La question (posée par un client) peut sembler banale, parce que l’on pourrait douter de l’opportunité pour un étranger sous OQTF d’introduire une demande de naturalisation. La diversité des situations dans lesquelles se trouvent les étrangers justifie toutefois qu’on s’y arrête.
La naturalisation doit être entendue ici au sens large, comme englobant aussi bien le régime de la naturalisation par décret, la naturalisation proprement dite, que le régime de la déclaration de nationalité concernant par exemple les conjoints ou conjointes d’un français.
Partant, l’OQTF peut sans doute constituer un obstacle dirimant lorsque l’étranger est sous OQTF au moment de la demande de naturalisation (I). La situation est plus nuancée lorsqu’il a préalablement régularisé sa situation au moment de la demande de naturalisation par décret (II) ou de la déclaration de nationalité (III).
I-) La situation de l’étranger au moment de la demande de naturalisation
La demande de naturalisation d’un étranger sous OQTF sera jugée irrecevable, au regard de l’article 21-27 du Code civil disposant que ” nul ne peut être naturalisé s’il ne justifie pas de sa résidence en France ” au moment de la signature du décret. Si le texte vise la résidence habituelle, la jurisprudence du Conseil d’État interprète de longue date cette résidence comme devant être régulière.
En revanche, si l’OQTF a été annulée par le juge administratif, elle ne saurait être opposée à l’intéressé au stade de la recevabilité : l’annulation ayant un effet rétroactif, la mesure est réputée n’avoir jamais existé.
De même, comme le précise la circulaire NOR : INTK2513256J du ministre de l’intérieur du 02 mai 2025 sur les “Orientations relatives à l’acquisition de la nationalité française par décision de l’autorité publique” (circulaire Retailleau ci-après), l’OQTF rapportée ou abrogée expressément ne saurait rendre irrecevable une demande de naturalisation.
En d’autres termes, nul ne peut espérer être naturalisé si, au moment de l’introduction de sa demande, il est sous le coup d’une OQTF. Il devra préalablement procéder à sa régularisation avant toute demande, ce qui ne garantit pas nécessairement l’issue favorable de celle-ci une fois l’étape de la recevabilité franchie.
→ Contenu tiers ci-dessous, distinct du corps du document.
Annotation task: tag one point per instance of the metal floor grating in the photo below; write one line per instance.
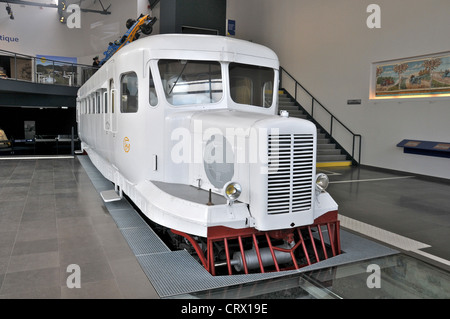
(177, 273)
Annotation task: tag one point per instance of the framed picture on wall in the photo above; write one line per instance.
(425, 76)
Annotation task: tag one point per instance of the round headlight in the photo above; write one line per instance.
(322, 181)
(232, 191)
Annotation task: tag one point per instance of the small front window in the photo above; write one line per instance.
(129, 93)
(189, 82)
(252, 85)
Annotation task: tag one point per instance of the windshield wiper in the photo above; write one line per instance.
(179, 76)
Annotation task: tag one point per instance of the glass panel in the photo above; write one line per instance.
(129, 93)
(250, 84)
(191, 82)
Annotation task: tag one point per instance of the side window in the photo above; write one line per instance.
(129, 93)
(251, 84)
(153, 98)
(99, 100)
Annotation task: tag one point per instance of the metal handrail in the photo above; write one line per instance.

II-) La situation de l’étranger dans le cadre de la naturalisation par décret
La circulaire Retailleau indique expressement que les personnes dont le parcours comporte des périodes de séjour irrégulier, notamment ayant été sous le coup d’OQTF, doivent être sanctionnées par une décision de rejet.
Cela dit, la circulaire lie les préfets dans leur appréciation administrative, mais ne fait pas obstacle à ce qu’un refus motivé exclusivement par une OQTF ancienne soit utilement contesté devant le juge administratif par la voie du recours pour excès de pouvoir. Aussi, la circulaire elle-même semble anticiper le risque contentieux en les invitant à ne pas faire d’erreur d’appréciation manifeste, ce qui implique de tenir compte de la situation particulière du demandeur.
En d’autres termes, quand bien même l’étape de la recevabilité serait franchie à la suite d’une régularisation, l’OQTF passée peut conduire à un refus ou à un ajournement.
III-) La situation de l’étranger dans le cadre de la déclaration de nationalité
La situation de l’étranger qui, après avoir fait l’objet d’une OQTF puis s’être régularisé, a épousé un conjoint ou une conjointe français, est différente lorsqu’il exerce son droit à la nationalité par voie de déclaration.
Le fait d’avoir été sous OQTF ne peut ici faire obstacle à l’acquisition de la nationalité, l’administration disposant d’un pouvoir réduit quant à l’appréciation de l’opportunité d’accorder ou non la nationalité. Elle exerce néanmoins un pouvoir de contrôle. Elle peut s’opposer à l’acquisition pour ” indignité ” ou ” défaut d’assimilation autre que linguistique ” au sens de l’article 21-4 du Code civil. Bien que cette opposition demeure rare pour une simple OQTF passée, elle reste possible si celle-ci était motivée par une menace à l’ordre public.
Que faire ?
- En cas d’OQTF en cours, se garder d’introduire une demande de naturalisation sous peine d’irrecevabilité de la demande.
- En cas d’OQTF annulée, abrogée ou rapportée, s’assurer que les autres conditions sont remplies et introduire une demande.
- En cas d’OQTF ancienne non contestée, se faire assister par un avocat pour apprécier la situation du demandeur dans sa globalité avant toute demande.